なんとか体を起こして、1階へと降りていった。
いつもであればエレオノーラさん達が起きてきているが、今日は居ないので不思議な雰囲気だ。
「パンを焼きますので、ちょっと待ってて下さいね」
「俺も手伝うよ」
普段はアンさんとリビアさんが朝食の準備と昼食の仕込みをしているキッチンも今日は静かだった。
「なんだかこうしていると新婚の夫婦って感じが増しますね!」
「何気に家に2人っきりって初めてじゃない?」
「そうですね、常に誰かは居ますからね」
「こういうのもたまには良いね。街の方の屋敷の修理が済んだら時々、2人だけで泊まるのも良さそうだね」
「ふふ、楽しみにしておきます!」
朝食を食べ終えて、特にすることも無いので家の周りを散歩する事にした。
「お守りは持った?」
「はい!」
今日は戦えるのが俺しかいない為、ティーお手製の魔物除けのお守りを持って歩く事にした。
「静かですね〜」
ここ最近はティーがいるお陰か家の周りに魔物が寄り付くことも無いので、とても静かだった。

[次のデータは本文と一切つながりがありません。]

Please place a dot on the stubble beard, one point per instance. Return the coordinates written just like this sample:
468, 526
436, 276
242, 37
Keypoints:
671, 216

「なんだかこうして、ゆっくりしているのがとても不思議です。本来であれば、貴族としての務めをしているか凄惨な人生が待っていましたからね」
「じゃあ神様に感謝しないとね」
「はい、ワタルさんをこの世界に連れて来てくれた事に感謝しかありません!」
家の周りを軽く一周して家の中へと戻って来た。
「しかし、こうもする事が無いと暇だね?」
「そうですね、動いてないと少し落ち着きませんね・・・掃除でもしましょうか?」
「そうだね」
暇なのでお互い手分けして家の掃除を開始した。
普段から掃除の手伝いはしているものの、アンさんとリビアさんが凄い勢いで終わらせてしまうので、俺達2人だけだとかなりの時間がかかってしまった。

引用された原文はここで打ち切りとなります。